Мы перекусили в пивной, и после двух-трех кружек пива, движимый инстинктом, я принялся ему рассказывать, зачем приехал. Я увидел, что он смотрит на меня с недоумением, словно не понимая, кто я такой. Он согласился, что ротация в саду довольно необычна, но об Эвите понятия не имел. Мое предположение, сказал он, безосновательно. Возможно, что тело здесь побывало, но не для того, чтобы остаться. Я попросил его в любом случае посмотреть документы бухгалтерии за 1957—1958 годы, даже если они покажутся ему малозначительными: ведомости по ремонту, выплаты командировочных, расходы на перенос строений. Всякий пустяк может оказаться полезным.
До наступления сумерек мы осмотрели дом на Аденауэр-аллее, 47, где жил Полковник напротив посольства. Теперь там никто не жил, дом был полуразрушен. Его обрекло на снос сооружение метро.

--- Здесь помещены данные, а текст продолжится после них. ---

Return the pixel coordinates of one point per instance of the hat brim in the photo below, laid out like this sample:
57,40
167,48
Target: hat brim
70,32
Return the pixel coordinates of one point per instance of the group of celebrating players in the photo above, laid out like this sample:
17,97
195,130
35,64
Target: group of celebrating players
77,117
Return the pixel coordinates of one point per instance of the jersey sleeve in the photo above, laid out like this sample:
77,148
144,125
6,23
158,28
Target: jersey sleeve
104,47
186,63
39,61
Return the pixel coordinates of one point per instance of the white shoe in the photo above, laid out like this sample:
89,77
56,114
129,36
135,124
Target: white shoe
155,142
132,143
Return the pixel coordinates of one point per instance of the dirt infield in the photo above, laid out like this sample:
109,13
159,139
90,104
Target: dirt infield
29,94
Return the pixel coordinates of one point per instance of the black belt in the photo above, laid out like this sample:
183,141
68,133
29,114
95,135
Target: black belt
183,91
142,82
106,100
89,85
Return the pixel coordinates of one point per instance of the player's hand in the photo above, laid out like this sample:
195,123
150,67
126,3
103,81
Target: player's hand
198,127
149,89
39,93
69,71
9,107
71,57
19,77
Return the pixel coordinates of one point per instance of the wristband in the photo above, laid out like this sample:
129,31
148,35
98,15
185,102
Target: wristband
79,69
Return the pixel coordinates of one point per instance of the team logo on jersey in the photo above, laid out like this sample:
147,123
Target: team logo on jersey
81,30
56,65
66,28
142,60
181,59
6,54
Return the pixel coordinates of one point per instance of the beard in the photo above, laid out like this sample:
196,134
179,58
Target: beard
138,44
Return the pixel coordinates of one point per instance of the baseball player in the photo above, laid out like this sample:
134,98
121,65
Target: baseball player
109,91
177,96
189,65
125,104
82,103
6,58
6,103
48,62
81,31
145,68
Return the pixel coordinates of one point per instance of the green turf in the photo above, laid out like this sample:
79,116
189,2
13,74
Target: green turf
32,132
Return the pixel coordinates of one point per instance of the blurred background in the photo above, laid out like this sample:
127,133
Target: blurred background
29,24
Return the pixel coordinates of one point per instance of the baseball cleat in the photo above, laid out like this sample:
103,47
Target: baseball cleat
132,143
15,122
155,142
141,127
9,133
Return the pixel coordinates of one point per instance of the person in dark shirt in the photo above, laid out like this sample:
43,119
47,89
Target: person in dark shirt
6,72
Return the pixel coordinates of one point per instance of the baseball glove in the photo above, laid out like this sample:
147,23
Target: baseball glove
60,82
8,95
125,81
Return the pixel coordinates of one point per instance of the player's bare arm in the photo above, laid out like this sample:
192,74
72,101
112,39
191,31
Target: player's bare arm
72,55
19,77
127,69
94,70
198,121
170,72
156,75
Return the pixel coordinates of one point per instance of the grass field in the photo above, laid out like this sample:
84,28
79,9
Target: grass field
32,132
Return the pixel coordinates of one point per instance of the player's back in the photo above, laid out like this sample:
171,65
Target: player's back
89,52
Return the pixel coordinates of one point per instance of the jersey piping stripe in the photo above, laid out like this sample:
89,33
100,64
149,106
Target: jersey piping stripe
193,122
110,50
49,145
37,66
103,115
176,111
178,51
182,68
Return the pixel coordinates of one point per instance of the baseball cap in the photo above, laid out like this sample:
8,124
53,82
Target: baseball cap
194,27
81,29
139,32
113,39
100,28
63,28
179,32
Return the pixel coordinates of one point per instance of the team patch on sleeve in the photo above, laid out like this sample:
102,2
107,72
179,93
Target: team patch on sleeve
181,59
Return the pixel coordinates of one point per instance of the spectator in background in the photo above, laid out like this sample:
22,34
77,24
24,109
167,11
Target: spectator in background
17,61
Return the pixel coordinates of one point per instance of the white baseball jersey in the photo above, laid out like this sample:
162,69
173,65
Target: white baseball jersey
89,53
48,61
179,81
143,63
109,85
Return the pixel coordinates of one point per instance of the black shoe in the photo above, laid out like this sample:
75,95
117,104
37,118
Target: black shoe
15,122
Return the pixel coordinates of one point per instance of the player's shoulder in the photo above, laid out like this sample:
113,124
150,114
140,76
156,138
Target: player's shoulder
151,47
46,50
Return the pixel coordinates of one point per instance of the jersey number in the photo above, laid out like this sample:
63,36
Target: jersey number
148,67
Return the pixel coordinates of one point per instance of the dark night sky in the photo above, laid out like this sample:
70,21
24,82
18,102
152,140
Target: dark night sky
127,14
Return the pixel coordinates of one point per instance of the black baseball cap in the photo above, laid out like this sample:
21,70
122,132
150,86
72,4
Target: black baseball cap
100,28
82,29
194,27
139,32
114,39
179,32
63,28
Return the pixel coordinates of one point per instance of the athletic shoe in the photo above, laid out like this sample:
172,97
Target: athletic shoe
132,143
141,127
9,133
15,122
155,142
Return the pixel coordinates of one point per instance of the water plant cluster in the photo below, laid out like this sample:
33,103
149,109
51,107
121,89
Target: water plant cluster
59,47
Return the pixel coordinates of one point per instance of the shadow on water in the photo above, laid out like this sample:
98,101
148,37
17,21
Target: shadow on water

Окна верхних спален выходили на ветхий гараж, на северном углу крыши гаража росли кусты и бурьян. В кухне я увидел обрушившийся чердачный люк. Я просунул голову в темную дыру, тщетно надеясь, что труп окажется там. Я услышал только шуршанье крыс да стоны ветра. В коридорах лежал слой пыли.
На следующее утро мой друг прислал коробку из-под обуви, наполненную старыми бумагами, с короткой запиской без подписи: «Когда посмотришь то, что я тебе присылаю, выбрось это. Если что-то найдешь, я тебе ничего не давал, я тебя не знаю, ты в Бонне никогда не был».
Я там ничего не нашел. По крайней мере ряд лет я полагал, что нашел пустяки, но все же эти пустяки хранил. Нашел расписку в получении Моори Кёнигом автофургона «фольксваген» белого цвета. Нашел счет за покупку ста килограммов угля, доставленных в посольство в дубовом ящике. Узнал, что два других дубовых ящика были отправлены синьору Джорджо де Маджистису в Милан. Мне это показалось странным, но почему — я не мог сообразить. Фрагменты головоломки не складывались.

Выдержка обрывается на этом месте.